Dès l’entrée, non loin des œuvres de Lu Yang et de Tobias Gremmler, toutes accessibles depuis les smartphones, Salomé Chatriot fusionne composants technologiques et éléments organiques. Dans ses Bulles augmentées aux atours physiologiques, s’énoncent tous les liens nourriciers qui unissent le réel à la virtualité.
Dans cette tentative d’aller au-delà du périmètre de la représentation de la figure humaine, le travail de l’artiste chinois Liu Bolin, qui s’est fait connaître avec ses photographies tout en actes de camouflage et de dissimulation, a valeur d’expansion, voire véritablement d’émancipation nietzschéenne. Car ses œuvres dématérialisées s’incarnent et s’animent d’un souffle, et in fine réduisent les frontières séparant le fantasme de la réalité. Et si la notion d’avatar questionne le rapport au corps, elle correspond à des identités multiples et renouvelées, à des manières inédites de s’offrir au monde et de se représenter.
Le concept de beauté est partie prenante de cette passionnante odyssée, laquelle embrasse des polarités divergentes, et même parfois diamétralement opposées. Car au sein d’« Habeas corpus », exposition immersive soutenue par L’Oréal, les canons traditionnels sont totalement remis en question par quatre artistes contemporains. L’œuvre de Romain Gauthier prend la forme d’un « défilé augmenté » convoquant égéries et catwalk virtuel, tandis que Sam Madhu, artiste numérique basée à Berlin, explore l’art de la personnalisation grâce aux moyens numériques, donnant des effets semblables à de la peinture sur peau, tous propices à la création d’alter ego.
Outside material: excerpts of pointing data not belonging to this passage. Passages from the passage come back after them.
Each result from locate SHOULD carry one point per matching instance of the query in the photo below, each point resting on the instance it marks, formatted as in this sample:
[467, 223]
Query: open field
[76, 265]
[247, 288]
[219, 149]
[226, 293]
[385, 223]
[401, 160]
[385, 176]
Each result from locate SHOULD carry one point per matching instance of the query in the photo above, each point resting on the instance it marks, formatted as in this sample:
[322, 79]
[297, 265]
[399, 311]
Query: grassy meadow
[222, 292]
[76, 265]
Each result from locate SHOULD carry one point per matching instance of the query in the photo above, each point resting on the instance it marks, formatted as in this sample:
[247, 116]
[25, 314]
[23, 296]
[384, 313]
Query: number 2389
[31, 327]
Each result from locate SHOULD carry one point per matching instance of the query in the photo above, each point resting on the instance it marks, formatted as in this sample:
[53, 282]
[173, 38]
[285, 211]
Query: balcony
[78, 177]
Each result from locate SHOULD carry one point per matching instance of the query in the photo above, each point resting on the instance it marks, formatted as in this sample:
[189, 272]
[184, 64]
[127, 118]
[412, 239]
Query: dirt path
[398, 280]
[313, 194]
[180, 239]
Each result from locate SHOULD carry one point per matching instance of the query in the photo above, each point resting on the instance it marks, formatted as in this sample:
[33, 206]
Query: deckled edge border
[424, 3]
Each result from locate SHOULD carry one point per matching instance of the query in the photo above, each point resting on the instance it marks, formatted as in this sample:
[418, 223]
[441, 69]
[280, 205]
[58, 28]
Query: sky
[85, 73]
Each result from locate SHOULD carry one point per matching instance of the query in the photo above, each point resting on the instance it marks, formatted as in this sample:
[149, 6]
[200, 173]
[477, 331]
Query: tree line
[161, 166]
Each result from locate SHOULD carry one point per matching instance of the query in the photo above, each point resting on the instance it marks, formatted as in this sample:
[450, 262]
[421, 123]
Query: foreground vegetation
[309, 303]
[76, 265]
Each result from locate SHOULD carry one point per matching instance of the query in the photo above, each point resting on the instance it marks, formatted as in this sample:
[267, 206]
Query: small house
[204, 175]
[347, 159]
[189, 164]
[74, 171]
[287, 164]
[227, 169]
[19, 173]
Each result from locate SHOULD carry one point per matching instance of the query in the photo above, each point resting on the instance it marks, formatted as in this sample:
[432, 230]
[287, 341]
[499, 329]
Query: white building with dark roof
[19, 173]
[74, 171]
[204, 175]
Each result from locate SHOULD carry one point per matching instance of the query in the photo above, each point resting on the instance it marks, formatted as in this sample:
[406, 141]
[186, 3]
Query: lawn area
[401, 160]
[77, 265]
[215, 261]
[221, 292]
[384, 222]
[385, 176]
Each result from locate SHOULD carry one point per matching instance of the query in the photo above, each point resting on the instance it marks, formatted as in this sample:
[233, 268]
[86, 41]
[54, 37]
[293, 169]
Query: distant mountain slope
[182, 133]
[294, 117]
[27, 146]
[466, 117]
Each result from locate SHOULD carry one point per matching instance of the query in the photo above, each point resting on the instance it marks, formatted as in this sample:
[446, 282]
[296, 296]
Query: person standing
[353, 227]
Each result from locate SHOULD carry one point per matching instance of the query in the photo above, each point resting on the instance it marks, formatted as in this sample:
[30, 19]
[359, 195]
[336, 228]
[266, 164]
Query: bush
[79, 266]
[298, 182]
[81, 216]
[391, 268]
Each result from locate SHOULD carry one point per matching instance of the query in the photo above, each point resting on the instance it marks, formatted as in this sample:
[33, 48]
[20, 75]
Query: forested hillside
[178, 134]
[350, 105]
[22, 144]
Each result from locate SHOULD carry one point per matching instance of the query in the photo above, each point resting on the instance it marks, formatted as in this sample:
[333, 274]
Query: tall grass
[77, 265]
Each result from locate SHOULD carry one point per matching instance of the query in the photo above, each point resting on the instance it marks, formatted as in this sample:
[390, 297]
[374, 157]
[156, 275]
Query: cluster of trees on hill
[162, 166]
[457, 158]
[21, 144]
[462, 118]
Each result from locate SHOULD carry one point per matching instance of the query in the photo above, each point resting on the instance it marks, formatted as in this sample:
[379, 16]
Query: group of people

À ces œuvres s’ajoutent des expériences proposées par des institutions invitées, qu’il s’agisse de musées (Palais des Beaux-Arts de Lille, Grand Palais Immersif…), d’écoles d’art et d’autres acteurs privés. Au sein de ces « labs », la Cité des sciences et de l’industrie invite les visiteurs à marcher en funambules entre les bâtiments d’une ville imaginaire tandis que les étudiants de l’ECAL – École cantonale d’art de Lausanne présentent une installation interactive questionnant notre dépendance aux smartphones. La connexion est alors de mise puisque le numérique n’est plus seulement un sujet de création, mais constitue également un objet de médiation au service de la rencontre.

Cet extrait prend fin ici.